Let us know write the MATLAB code that will solve the following optimization problem:

(8)   \begin{align*}min_{x_{1},x_{2}, x_{3}} J(x_{1},x_{2},x_{3})  \\ \\\text{subject to:}\;\; -100 \le x_{1} \le 100, \;\; -200 \le x_{2} \le 200, \;\;\; -300 \le x_{3} \le 300\end{align*}


where

(9)   \begin{align*}J(x_{1},x_{2}, x_{3})=\left\|\begin{bmatrix} 10-x_{1}\sin(x_{2}) \\ 100 -x_{2}^{3}-x_{3}^{5}\\ 23-x_{1}^{2}-x_{2}-x_{3}   \end{bmatrix}  \right\|_{2}^{2}\end{align*}

Notice that now, in sharp contrast to the previously considered least-squares problem, we have constraints. The cost function (9), can also be written as follows:

(10)   \begin{align*}J(x_{1},x_{2}, x_{3})=(10-x_{1}\sin(x_{2}))^{2}+(100 -x_{2}^{3}-x_{3}^{5})^{2}+(23-x_{1}^{2}-x_{2}-x_{3})^2\end{align*}

The modified function “minimize_cost_function” takes the following form:

function [solution,fval,exitflag,output]=minimize_cost_function(x0)

% summary of the optimization problem-general form
% fmincon attempts to solve problems of the form:
%     min J(x)  subject to:  Aineq*x  <= Bineq, Aeq*x  = Beq (linear constraints)
%      x                    C(x) <= 0, Ceq(x) = 0   (nonlinear constraints)
%                               lb <= x <= ub        (bounds)


Aineq=[];
Bineq=[];
Aeq=[];
Beq=[];
lb=[-100; -200; -300];
ub=[100; 200; 300];

%%%%%%%%%%%%%%%%%%%%%%%%%%%%%%%%%%%%%%%%%%%%%%%%%%%%%%%%%%%%%%%%%%%%%%%%%%
% keyboard
% algorithm can be 'interior-point', 'SQP','active set', and 'trust region reflective'
% set the options
options = optimoptions(@fmincon,'Algorithm','interior-point','SpecifyObjectiveGradient',false,'Display','iter','MaxFunctionEvaluations',10000,'UseParallel',true,'OptimalityTolerance',1.0000e-12, 'StepTolerance',1.0000e-10)

[solution,fval,exitflag,output] = fmincon(@(x)cost_function(x),x0,Aineq,Bineq,Aeq,Beq,lb,ub,[],options);


function J=cost_function(x)
    % notice that this function can access the arguments of the function
    % minimize_cost_function()
    F=[10-x(1)*sin(x(2)); 100-x(2)^(3)-x(3)^(5); 23-x(1)^(2)-x(2)-x(3)];
    
    J=norm(F,2)^2;
    
end

end

We briefly comment upon the main changes made with respect with the previous function version.
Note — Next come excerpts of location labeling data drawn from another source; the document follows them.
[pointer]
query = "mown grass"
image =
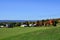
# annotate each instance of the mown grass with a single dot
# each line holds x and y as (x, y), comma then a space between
(30, 33)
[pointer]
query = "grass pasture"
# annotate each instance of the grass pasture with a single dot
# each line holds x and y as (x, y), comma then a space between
(30, 33)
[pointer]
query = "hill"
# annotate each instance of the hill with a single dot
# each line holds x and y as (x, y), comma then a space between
(30, 33)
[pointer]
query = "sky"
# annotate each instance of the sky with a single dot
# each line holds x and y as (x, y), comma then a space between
(29, 9)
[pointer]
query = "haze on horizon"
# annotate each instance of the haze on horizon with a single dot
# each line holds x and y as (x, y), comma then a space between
(29, 9)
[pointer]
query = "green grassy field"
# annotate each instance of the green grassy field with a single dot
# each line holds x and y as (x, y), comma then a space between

The code lines 14-15 are used to incorporate the constraints of the optimization problem (8). The code lines 29-31 are used to code the cost function. This function is called from the following script.

% initial guess for the solution
x0=randn(3,1)

% solve the problem
[solution,fval,exitflag,output]=minimize_cost_function(x0)

F_initial=[10-x0(1)*sin(x0(2)); 100-x0(2)^(3)-x0(3)^(5); 23-x0(1)^(2)-x0(2)-x0(3)];

norm(F_initial,2)^2

F=[10-solution(1)*sin(solution(2)); 100-solution(2)^(3)-solution(3)^(5); 23-solution(1)^(2)-solution(2)-solution(3)];

norm(F,2)^2

In this case, we only need to specify the initial condition. The code lines 7-13 are used to verify that the cost function is optimized. In our simulation, the initial value of the cost function, stored in “F_initial” is 1.0424e+04. The final value of the cost function, stored in “F” is 27.8236.